Ambedkar’s Unfinished Revolution: Why His Philosophy is Still Radical

Syllabus: Personalities

Context

  • Ambedkar’s legacy is being appropriated and decontextualised by contemporary political projects.
  • Valerian Rodrigues’s book Ambedkar’s Political Philosophy: A Grammar of Public Life from the Social Margins re-situates Ambedkar within his socio-political and moral framework.

Intellectual Context and Literature

  • Ambedkar as a Moral and Political Philosopher
    • Rodrigues argues Ambedkar is not merely a political leader but a moral philosopher.
    • Ambedkar’s thought emerges from the social margins, foregrounding justice, equality and human dignity.
    • He questioned political compromises the Congress made under anti-colonial and post-colonial unity.
  • Recent analytical works clarify multiple aspects of Ambedkar’s political thought:
    • V. Geetha: Ambedkar’s complex engagement with socialism and critique of communist neglect of caste.
    • Aakash Singh Rathore: A fact-checked biography correcting inaccuracies.
    • Anand Teltumbde: Critiques the hagiographical tradition, urging critical engagement.

Core Themes of Rodrigues’s Analysis

  • Accessible Overview of Ambedkar’s Concepts
      • Provides a synthetic reading of Ambedkar on representation, power, democracy, nationalism and religion.
      • Highlights Ambedkar’s belief that human reform is possible through the right social conditions.
  • Nationalism and Justice
    • Ambedkar’s nationalism is tied to justice and fraternity, not identity markers like race or religion.
    • Warns that nationalism without safeguards becomes majoritarianism.
  • Representation and Rigged Systems
    • Ambedkar insisted that oppressed groups must represent themselves, not be represented by traditional oppressors.
    • His demand for separate electorates for Untouchables reflected fear of caste Hindu domination.
    • The 1937 elections confirmed his concerns—Congress candidates won even in reserved seats.
    • Even the BSP had to compromise within common electorates to gain viability.

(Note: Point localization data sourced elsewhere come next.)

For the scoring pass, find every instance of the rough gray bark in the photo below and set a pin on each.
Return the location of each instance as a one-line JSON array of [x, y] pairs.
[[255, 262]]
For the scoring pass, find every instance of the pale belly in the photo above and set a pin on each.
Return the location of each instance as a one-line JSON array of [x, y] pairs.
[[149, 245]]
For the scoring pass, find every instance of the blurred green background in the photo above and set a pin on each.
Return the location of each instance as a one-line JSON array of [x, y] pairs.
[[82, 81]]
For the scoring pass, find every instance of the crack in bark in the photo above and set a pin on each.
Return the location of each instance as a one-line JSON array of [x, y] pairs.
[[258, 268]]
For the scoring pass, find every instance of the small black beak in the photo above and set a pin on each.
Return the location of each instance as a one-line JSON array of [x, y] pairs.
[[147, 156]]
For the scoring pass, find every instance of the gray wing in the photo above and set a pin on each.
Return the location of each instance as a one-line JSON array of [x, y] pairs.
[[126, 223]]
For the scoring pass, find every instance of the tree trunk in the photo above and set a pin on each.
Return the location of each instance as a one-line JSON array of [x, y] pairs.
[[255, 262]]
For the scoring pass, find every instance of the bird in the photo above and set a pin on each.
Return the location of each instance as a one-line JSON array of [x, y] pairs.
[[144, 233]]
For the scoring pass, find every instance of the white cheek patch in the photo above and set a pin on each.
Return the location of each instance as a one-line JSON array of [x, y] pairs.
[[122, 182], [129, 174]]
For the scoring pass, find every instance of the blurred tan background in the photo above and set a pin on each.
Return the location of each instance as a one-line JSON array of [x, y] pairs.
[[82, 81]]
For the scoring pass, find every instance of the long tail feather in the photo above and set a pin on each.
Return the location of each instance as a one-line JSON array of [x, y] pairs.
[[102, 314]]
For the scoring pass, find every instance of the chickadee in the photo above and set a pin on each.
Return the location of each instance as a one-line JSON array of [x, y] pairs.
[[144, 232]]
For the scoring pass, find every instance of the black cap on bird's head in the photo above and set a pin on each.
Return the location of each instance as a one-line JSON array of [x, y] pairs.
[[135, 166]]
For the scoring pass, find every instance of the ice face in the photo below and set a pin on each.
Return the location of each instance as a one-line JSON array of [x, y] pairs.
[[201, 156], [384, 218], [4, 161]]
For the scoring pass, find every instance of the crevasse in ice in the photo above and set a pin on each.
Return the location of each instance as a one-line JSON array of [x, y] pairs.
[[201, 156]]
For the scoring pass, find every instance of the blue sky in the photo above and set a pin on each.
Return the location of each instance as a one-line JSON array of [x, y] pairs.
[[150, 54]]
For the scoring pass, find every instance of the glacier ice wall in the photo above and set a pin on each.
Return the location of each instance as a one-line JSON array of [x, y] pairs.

Democracy, Power and Structural Barriers

  • Rodrigues notes that the State fails because it needs consent of entrenched elites who dominate Parliament.
  • Representation becomes partisan identity politics when universal ideals are absent.

Ambedkar and Political Hinduism

  • Ambedkar’s hostile relationship with Hinduism and eventual conversion to Buddhism highlight his belief that caste cannot be reformed from within Hindu structures.
  • Current political outreach mirrors Gandhi’s approach: caste treated as a social problem, symbolic acts over structural change.

Conclusion

  • Reading Ambedkar carefully reveals his critique of majoritarian nationalism, tokenism and elite capture.
  • As Foucault notes, studying the past helps understand the present. Ambedkar’s thought remains crucial to decode contemporary political Hinduism and debates on democracy and representation.